2) Pack set to ride with new and improved "NASCAR" package? When the Green Bay Packers devoted significant free-agent dollars and draft capital to their pass rush this offseason, the scouting community naturally wondered how the team would utilize Za'Darius Smith, Preston Smith and Rashan Gary on a frontline that already featured a double-digit sack producer in Kyler Fackrell. Despite the various 3-4 combinations and sub-package creations Mike Pettine has featured in his previous stops as a defensive coordinator, it's hard to envision a team playing with four outside linebackers on the field at the same time.
However, we could get a chance to see exactly that this season if the Packers trot out the package that Pettine has been experimenting with during OTAs and minicamps. Based on reports coming from team observers, the Packers have introduced a sub-package with Gary and Za'Darius Smith positioned as inside rushers and Fackrell and Preston Smith rushing off the edges. This might sound familiar to Packers fans. The package is similar to some of the exotic combinations used by former coordinator Dom Capers in the past, one of which was dubbed the "NASCAR" package in 2014. But this version would be souped-up by the presence of four athletes who have the potential to get after the passer from a three-point stance or stand-up position.

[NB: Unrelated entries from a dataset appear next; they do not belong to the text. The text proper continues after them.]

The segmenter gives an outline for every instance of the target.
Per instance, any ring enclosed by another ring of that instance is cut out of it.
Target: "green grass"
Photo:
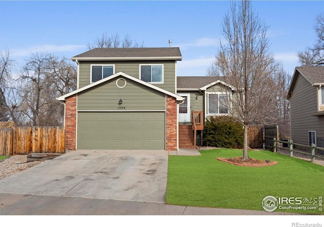
[[[9,156],[0,156],[0,161],[1,161],[2,159],[4,159],[5,158],[6,158],[7,157],[8,157]]]
[[[269,151],[250,151],[250,157],[276,161],[275,165],[248,167],[216,159],[242,156],[242,150],[200,151],[200,156],[169,156],[167,203],[198,207],[264,210],[263,198],[324,196],[324,166]],[[276,211],[323,214],[316,210]]]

"You want to make life miserable for the quarterback to identify the possible rushers by putting a bunch of explosive athletes on the field at the same time in various positions," a former NFL defensive coordinator recently told me. "If you have enough versatility along the frontline, you can bring a variety of overload pressures and simulated pressures (four-man rush) from a bunch of different pre-snap looks that confuse the quarterback. If one or two of the outside linebackers are capable or comfortable putting their hand in the dirt opposite an offensive guard, you can open up Pandora's box with your pressure packages."
To that point, the thought of creating a "NASCAR" package had to be a part of the discussion when the team evaluated Gary leading up to the draft. The ex-Michigan standout is an explosive athlete with the versatility to play inside or outside in a 3-4 or 4-3 scheme. Although he promoted himself as an edge rusher during the pre-draft process, Gary is an ideal inside pass rusher, due to his size, length and athleticism. He has Justin Tuck-like potential as an inside-outside player in a scheme that takes full advantage of his athleticism and movement skills.

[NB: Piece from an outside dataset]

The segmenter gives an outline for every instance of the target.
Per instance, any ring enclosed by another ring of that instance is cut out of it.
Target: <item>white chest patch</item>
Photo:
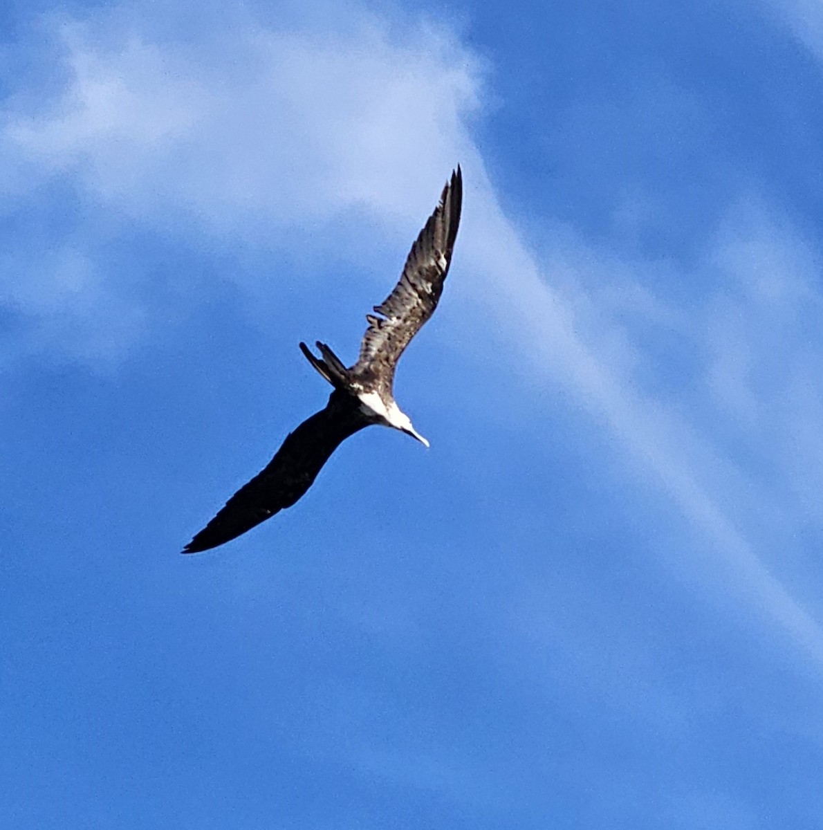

When the Packers signed the Smiths, versatility was one of the main factors in the acquisitions. The team was hoping to supply Pettine with a couple of dynamic playmakers to feature in a variety of roles along the line.

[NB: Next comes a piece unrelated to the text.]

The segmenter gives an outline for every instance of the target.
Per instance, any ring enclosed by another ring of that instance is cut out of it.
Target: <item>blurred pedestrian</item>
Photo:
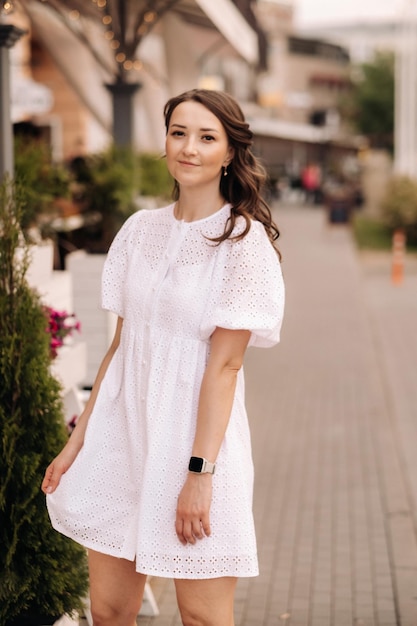
[[[111,246],[115,336],[42,489],[89,550],[95,625],[133,626],[151,574],[175,579],[184,624],[232,626],[237,577],[258,574],[242,362],[279,340],[278,229],[237,103],[193,90],[164,112],[175,202]]]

"I think in Mike's defense, if you can have guys on either side that are interchangeable that can do a variety of things and be versatile, it really makes it tough for the opponent," said GM Brian Gutekunst after they agreed to deals in March, via ESPN. "And both of these guys can do that. I'm sure you guys have studied Za'Darius and he certainly can line up outside and rush with speed and power from the outside. But he's also done a lot of 3-tech work. Preston is an exceptional athlete that can do a lot of different things, on the edge and inside as well."
With each of the Smiths and Gary capable of playing anywhere on the frontline and Fackrell emerging as a credible rusher off the edge, the Packers can tease and torment quarterbacks with an assortment of pre-snap disguises and post-snap games that lead to indecision in the pocket. Considering how hesitation frequently leads to miscues and turnovers, the Packers' new "NASCAR" package could help the team climb back to the top of the NFC North.